The songs began to lurk together as a triptych and an unhallowed dance of witches, given life by camaraderie forged in a bleak, disillusioned world. Desire is an otherworldly experience: when one takes time to observe it within themselves, we notice it comes from the void. We experience it when we surrender to the fact that we have control over our actions but not our longings. The spectrum of nostalgia includes fierce identity and defense of self, down to the bitter pangs of grief and enduring ache for what is no longer or worse: what our deepest fears tell us will never come to be.
In Shannon’s case, these archetypes come forward in the form of forbidden and fantastical inspired murmurs from the underworld. The voice of the necessary villain: screaming, feedback-laden guitars, and live, battle-reflecting drums create a Plutonic aesthetic that invites the listener inward to the culling of a forsaken innocence. Argento’s witches are vile yet fulfill their purpose as anyone or anything is meant to do. Written from within the molten crux of the enemy, “THE THREE MOTHERS” is a primordial fixation with the trilogy’s witches. Shannon’s vocals muffled by the murkiness that comes with seeking out a taboo reflection for our collective terror, sickness and obsessions are given rise by the comparatively ethereal wanderings of a darkly ambient score.

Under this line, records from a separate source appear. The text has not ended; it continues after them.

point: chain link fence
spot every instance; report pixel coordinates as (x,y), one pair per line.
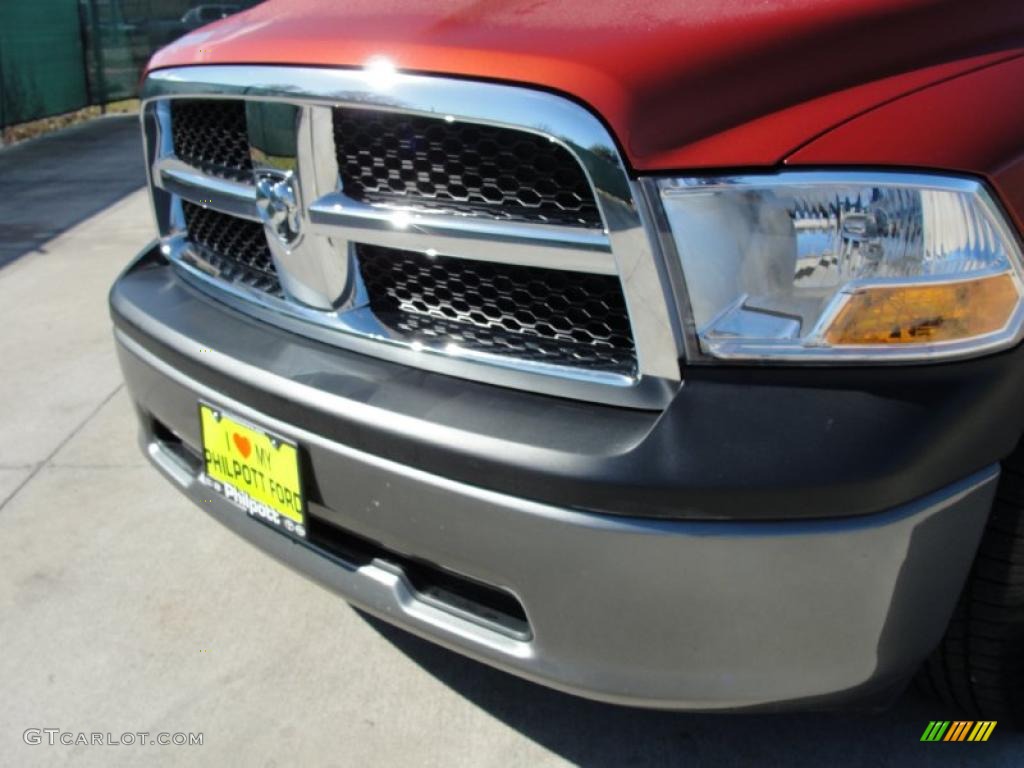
(61,55)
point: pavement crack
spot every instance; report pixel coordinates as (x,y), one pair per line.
(55,451)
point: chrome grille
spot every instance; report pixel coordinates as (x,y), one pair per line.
(428,224)
(434,164)
(235,247)
(545,315)
(210,134)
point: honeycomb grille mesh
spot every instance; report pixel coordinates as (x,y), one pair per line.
(531,313)
(236,247)
(210,134)
(433,164)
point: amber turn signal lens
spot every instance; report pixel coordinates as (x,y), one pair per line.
(916,314)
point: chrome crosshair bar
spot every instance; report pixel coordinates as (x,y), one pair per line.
(312,226)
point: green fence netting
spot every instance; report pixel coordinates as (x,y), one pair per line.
(59,55)
(41,64)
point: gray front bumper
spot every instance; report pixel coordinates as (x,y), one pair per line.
(679,614)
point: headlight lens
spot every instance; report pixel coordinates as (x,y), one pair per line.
(857,265)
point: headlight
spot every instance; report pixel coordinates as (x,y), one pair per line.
(822,266)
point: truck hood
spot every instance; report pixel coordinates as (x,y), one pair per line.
(691,83)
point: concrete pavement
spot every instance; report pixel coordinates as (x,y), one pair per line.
(124,608)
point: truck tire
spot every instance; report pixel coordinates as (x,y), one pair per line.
(979,666)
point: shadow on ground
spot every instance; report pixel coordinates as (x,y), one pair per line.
(48,184)
(590,733)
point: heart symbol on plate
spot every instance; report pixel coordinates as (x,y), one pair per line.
(243,444)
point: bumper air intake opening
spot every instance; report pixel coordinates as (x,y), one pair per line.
(489,606)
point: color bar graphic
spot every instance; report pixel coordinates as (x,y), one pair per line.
(958,730)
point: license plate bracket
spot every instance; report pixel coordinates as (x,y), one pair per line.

“I secretly just wish I had the attention span and skillset of Jay Dilla, Prince Paul, the Rzarector, or DJ Paul, to get that mid-tempo creep walk banging around your eardrums,” says Shannon, divulging the EP’s heavy hip-hop influence, acknowledging that it doesn’t sound like hip-hop at all, “because obviously, it’s not hip-hop.”
While indeed not hip-hop at all, “THE THREE MOTHERS” is, in fact collaborative in nature, featuring Fred Estby of Dismember fame on suspense-heightening drums. Mixed by Jeremy Page (That Handsome Devil, Kendra Morris, Czarface), mastered by Steve Austin (Today is the Day / Austin Enterprises), with unsettling background vocals by Damien Moyal (Culture, As Friends Rust, Damien Done), this EP encourages a constant resurrection of shadow, complemented by flickers of Latin chants provided by Bret Wisknewski, a Latin classicist and member of Watergate, Four Eyes, and Detroit’s ska cult The Parka Kings.